Representando o Ministério da Cultura (MinC), participaram da reunião a secretária de Cidadania e Diversidade Cultural (SCDC), Márcia Rollemberg; o diretor da PNCV, João Pontes; e o diretor de Promoção das Culturas Tradicionais e Populares, Tião Soares. Rollemberg realçou a relevância do tema da sexta edição da Teia, que aborda a justiça climática, refletindo sobre a relação da humanidade com a Terra. “É essencial que a intervenção humana esteja alinhada à natureza, um aprendizado que podemos absorver das culturas tradicionais”. Ela lembrou que Aracruz abriga a maior população indígena do Espírito Santo, ponto crucial para discutir como a cultura pode ajudar a encontrar soluções coletivas para os desafios ambientais.

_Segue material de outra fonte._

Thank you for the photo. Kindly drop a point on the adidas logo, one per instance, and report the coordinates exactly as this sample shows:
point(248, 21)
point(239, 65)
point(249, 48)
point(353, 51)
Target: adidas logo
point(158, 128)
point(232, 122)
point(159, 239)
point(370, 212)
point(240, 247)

Reflexões sobre Justiça e Desigualdade
O diretor Tião Soares ressaltou que a atual edição traz à tona a crise climática pelo viés da ética e dos direitos humanos. “Reconhecer os impactos das mudanças climáticas é um passo fundamental para abordar as desigualdades sociais”, observou. Ele destacou a importância de discutir racismo institucional e ambiental, apontando que muitas comunidades são relegadas a áreas vulneráveis em decorrência de políticas públicas falhas. “Não podemos falar de desenvolvimento econômico sem considerar as necessidades dos povos originários e das comunidades tradicionais”, enfatizou Soares.
João Pontes também comentou sobre a importância dos pontos de cultura e das culturas populares na construção de uma sociedade democrática. “O encontro em Aracruz será o maior evento cultural do ano no Brasil. Estamos aqui para reafirmar que os grupos comunitários são a força política mais significativa da cultura nacional”. Ele destacou que, com o crescimento dos pontos de cultura de 4 mil para mais de 14 mil, é possível vislumbrar um futuro promissor para a Cultura Viva.
A Voz das Comunidades e a Formação de Novos Agentes
Durante as discussões, representantes de diversos pontos de cultura compartilharam suas expectativas sobre os temas a serem abordados na Teia. Mestra Daraína Pregnolatto, do Ponto de Cultura Quintal da Aldeia, destacou a importância de dar voz aos mais velhos e aos jovens, garantindo a continuidade das tradições. Para Iara Aparecida, do Ponto de Cultura Moçambique Estrela Guia, a Cultura Viva é um reconhecimento do papel fundamental das comunidades na preservação da identidade e da resistência cultural.
Dane de Jade, mediadora do Pré-Fórum, destacou a relevância da Rede de Culturas Populares e Tradicionais (RCPT), que desde sua criação em 2006 tem trabalhado para potencializar a formação de novos agentes culturais. “É crucial garantir que as próximas gerações tenham acesso a esses saberes e possam dar continuidade ao trabalho das culturas populares”, afirmou. Os Cursos EAD de Formação e Especialização em Culturas Populares e Tradicionais, em parceria com a Universidade Regional do Cariri (URCA), fazem parte desse esforço para formar novos agentes culturais, fortalecendo as raízes da Cultura Viva no Brasil.